The analyst says that mobile data service revenue reached $10.6 billion during the last quarter. This is the second consecutive quarter in which revenues passed $10 billion, and the total represented a 30 percent increase compared to the year-ago quarter.
There is good news for everyone: AT&T and Verizon Wireless saw their data growth rates expand by more than 8 percent, and T-Mobile clocked in at 6 percent. Sprint Nextel also had a good quarter, though the InformationWeek piece didn't have a precise figure.
The other (and even better) side of the coin is the idea that if mobile data was strong in a poor economy, it stands to truly excel when things improve and folks actually have money to spend. On one level, this Bloomberg piece looks at AT&T's plans to deal with the situation when its exclusive arrangement with Apple for the iPhone expires. On another level, the piece demonstrates how many opportunities there are in mobile data.This paragraph nicely sums things up:
There are as many as 2 million gadgets such as e-books, security devices and utility meters connected to wireless networks in the U.S., said Roger Entner, an analyst at Nielsen Co. in Boston. The market, which generates less than $100 million in annual revenue today, will grow as much as 100 percent a year, he said.

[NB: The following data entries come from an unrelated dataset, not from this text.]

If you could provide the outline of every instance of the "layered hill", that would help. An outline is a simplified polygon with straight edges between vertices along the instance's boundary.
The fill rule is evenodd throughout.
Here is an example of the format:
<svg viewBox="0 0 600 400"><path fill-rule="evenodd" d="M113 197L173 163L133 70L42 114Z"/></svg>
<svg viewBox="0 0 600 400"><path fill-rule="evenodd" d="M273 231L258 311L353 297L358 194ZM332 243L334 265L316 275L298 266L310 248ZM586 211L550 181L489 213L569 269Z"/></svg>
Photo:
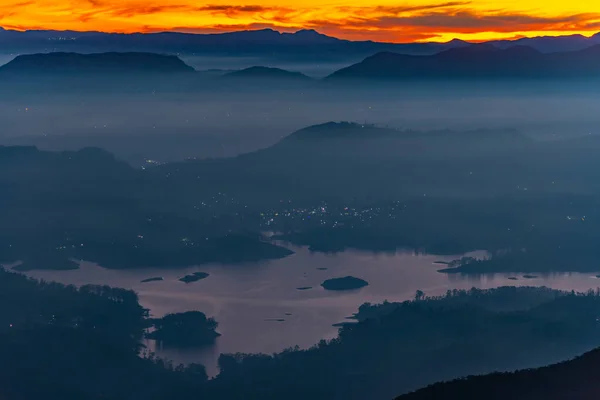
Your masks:
<svg viewBox="0 0 600 400"><path fill-rule="evenodd" d="M40 53L17 56L0 74L189 74L194 69L176 56L154 53Z"/></svg>
<svg viewBox="0 0 600 400"><path fill-rule="evenodd" d="M300 72L262 66L226 73L213 81L221 89L234 90L294 89L313 82L317 81Z"/></svg>
<svg viewBox="0 0 600 400"><path fill-rule="evenodd" d="M167 164L156 172L263 204L268 199L314 198L316 193L321 199L422 196L423 190L448 193L476 182L500 189L505 183L487 185L484 175L470 176L473 165L485 160L493 174L491 170L504 168L502 152L526 151L529 145L527 137L511 130L419 132L330 122L253 153ZM447 175L456 177L451 187L446 187Z"/></svg>
<svg viewBox="0 0 600 400"><path fill-rule="evenodd" d="M6 96L188 91L209 80L174 55L141 52L39 53L0 66ZM200 82L200 85L195 85Z"/></svg>
<svg viewBox="0 0 600 400"><path fill-rule="evenodd" d="M599 65L600 45L546 54L528 46L500 49L483 43L429 56L378 53L334 72L328 79L597 78Z"/></svg>
<svg viewBox="0 0 600 400"><path fill-rule="evenodd" d="M0 147L0 190L0 218L14 227L0 233L0 263L22 261L22 269L73 268L72 258L134 268L291 254L235 221L177 212L183 187L96 148Z"/></svg>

The piece also mentions wireless pet trackers. Those types of devices and services are the tip of a very substantial iceberg of revenue. The transition will be interesting: While voice is more or less saturated-few people who want cell phones simply to talk to other folks don't have them-the imagination of planners is just ramping up. The fruit of that imaginative process is jamming the cyber counters of various app stores.

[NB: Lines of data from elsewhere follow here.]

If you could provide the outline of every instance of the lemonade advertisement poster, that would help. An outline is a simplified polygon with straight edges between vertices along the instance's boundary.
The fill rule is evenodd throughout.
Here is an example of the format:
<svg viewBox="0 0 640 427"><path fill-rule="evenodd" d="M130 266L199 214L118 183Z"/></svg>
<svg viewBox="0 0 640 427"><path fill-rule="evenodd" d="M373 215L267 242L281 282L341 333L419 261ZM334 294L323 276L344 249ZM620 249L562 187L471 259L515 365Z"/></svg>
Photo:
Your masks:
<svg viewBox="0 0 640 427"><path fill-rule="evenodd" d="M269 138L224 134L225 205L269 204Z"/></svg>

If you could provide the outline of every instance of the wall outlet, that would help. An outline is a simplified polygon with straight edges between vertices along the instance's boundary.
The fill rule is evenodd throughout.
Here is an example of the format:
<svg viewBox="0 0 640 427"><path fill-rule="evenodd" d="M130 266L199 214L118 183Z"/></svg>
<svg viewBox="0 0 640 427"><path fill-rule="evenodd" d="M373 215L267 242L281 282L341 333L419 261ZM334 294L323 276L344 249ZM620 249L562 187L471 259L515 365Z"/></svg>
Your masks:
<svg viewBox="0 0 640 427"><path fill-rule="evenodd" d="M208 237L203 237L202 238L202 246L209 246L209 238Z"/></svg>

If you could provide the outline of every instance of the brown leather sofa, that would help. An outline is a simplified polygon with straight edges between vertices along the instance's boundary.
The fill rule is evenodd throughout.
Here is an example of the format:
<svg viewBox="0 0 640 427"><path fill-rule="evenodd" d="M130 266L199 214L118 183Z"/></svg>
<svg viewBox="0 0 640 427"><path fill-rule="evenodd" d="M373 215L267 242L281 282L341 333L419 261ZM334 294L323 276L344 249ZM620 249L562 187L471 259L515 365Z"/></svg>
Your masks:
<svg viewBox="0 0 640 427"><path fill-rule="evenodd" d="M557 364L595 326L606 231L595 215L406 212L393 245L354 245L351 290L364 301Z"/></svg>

The explosion of data is driving the 4G networks that are taking root now. This week, Clearwire announced that Huawei is the final vendor to its Clear project, which aims to create a nationwide WiMax network. This GoMo News piece reports on the Huawei announcement, though its greatest strength is explaining the project in simple terms.
While challenges threaten to derail individual wireless carriers, it is doubtless that the overall category is exiting the recession in very good shape. That's exceptional news for these firms-who can look ahead to even better days.